Il y a eu du grabuge à l’intérieur du Centre de commerce mondial, devant le campement. Un patrouilleur du SPVM blessé aux yeux par un laser. Plusieurs actes de vandalisme, comme cette peinture rouge lancée sur l’immeuble de la CDPQ. Au moins trois arrestations pour vol, recel et entrave au travail des policiers.

Ça commence à faire beaucoup…

Le ministre de la Sécurité publique, François Bonnardel, a dénoncé mercredi les « conséquences » de l’approche « passive » de Montréal2. Sa collègue à l’Enseignement supérieur, Pascale Déry, a renchéri en pointant « l’attentisme » des autorités.

Des propos durs, mais qui frappent dans le mille.

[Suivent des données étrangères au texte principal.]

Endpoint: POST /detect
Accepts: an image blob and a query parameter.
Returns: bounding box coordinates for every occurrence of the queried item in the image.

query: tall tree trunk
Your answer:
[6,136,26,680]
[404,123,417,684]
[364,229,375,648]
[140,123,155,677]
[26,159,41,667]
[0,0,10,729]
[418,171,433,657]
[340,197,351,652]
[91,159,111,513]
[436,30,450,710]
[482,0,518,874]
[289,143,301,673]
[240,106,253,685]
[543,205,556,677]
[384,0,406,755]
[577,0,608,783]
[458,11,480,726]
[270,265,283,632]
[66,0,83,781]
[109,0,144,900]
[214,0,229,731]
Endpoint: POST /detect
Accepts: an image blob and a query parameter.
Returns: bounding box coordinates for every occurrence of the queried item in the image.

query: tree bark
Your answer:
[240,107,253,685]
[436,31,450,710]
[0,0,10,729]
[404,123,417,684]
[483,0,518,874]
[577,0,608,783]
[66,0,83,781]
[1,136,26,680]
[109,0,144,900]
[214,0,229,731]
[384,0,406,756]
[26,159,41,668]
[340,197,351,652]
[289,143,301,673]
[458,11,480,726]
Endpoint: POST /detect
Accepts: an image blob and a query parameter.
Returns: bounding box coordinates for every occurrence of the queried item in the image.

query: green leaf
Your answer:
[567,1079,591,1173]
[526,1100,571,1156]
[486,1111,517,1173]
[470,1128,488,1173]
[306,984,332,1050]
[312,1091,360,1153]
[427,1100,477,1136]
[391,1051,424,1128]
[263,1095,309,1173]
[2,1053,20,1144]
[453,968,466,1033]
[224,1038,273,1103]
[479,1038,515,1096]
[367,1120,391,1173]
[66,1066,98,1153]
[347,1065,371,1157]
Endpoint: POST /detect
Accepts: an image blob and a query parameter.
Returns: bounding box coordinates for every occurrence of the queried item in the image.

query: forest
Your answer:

Car contrairement à d’autres dossiers où elle ne détient pas les leviers décisionnels, comme le logement social et le transport collectif, la Ville de Montréal a tous les pouvoirs pour faire régner l’ordre sur son territoire. Elle en a même la responsabilité.

L’apparente apathie de la Ville dans ce dossier envoie un drôle de message aux Montréalais. Un double message.

Vous garez votre voiture du mauvais côté de la rue pendant un nettoyage ? Ticket. Vous sortez un sac de poubelle le mauvais jour ? Ticket. Vous circulez à vélo avec des écouteurs aux oreilles ? Ticket.

(J’ai commis toutes ces infractions au fil des années – et me suis fait prendre. Mes excuses.)

Mais l’occupation illégale d’un quadrilatère entier et le vandalisme à gogo passent comme du beurre dans la poêle, on dirait. Comme si le respect des lois était à géométrie variable, selon la cause.

Défaire un campement n’est pas simple, on s’entend. L’Université McGill, qui en héberge un malgré elle depuis le printemps, a été déboutée par la Cour supérieure lorsqu’elle a tenté d’obtenir une injonction. Le droit à la liberté d’expression des manifestants prime les nuisances occasionnées, a estimé en gros le tribunal. Prochaine audience à la fin de juillet.

Mais il y a aussi des voies de passage. Des façons de faire respecter le droit à la propriété, sans nier le droit de militer pour une cause.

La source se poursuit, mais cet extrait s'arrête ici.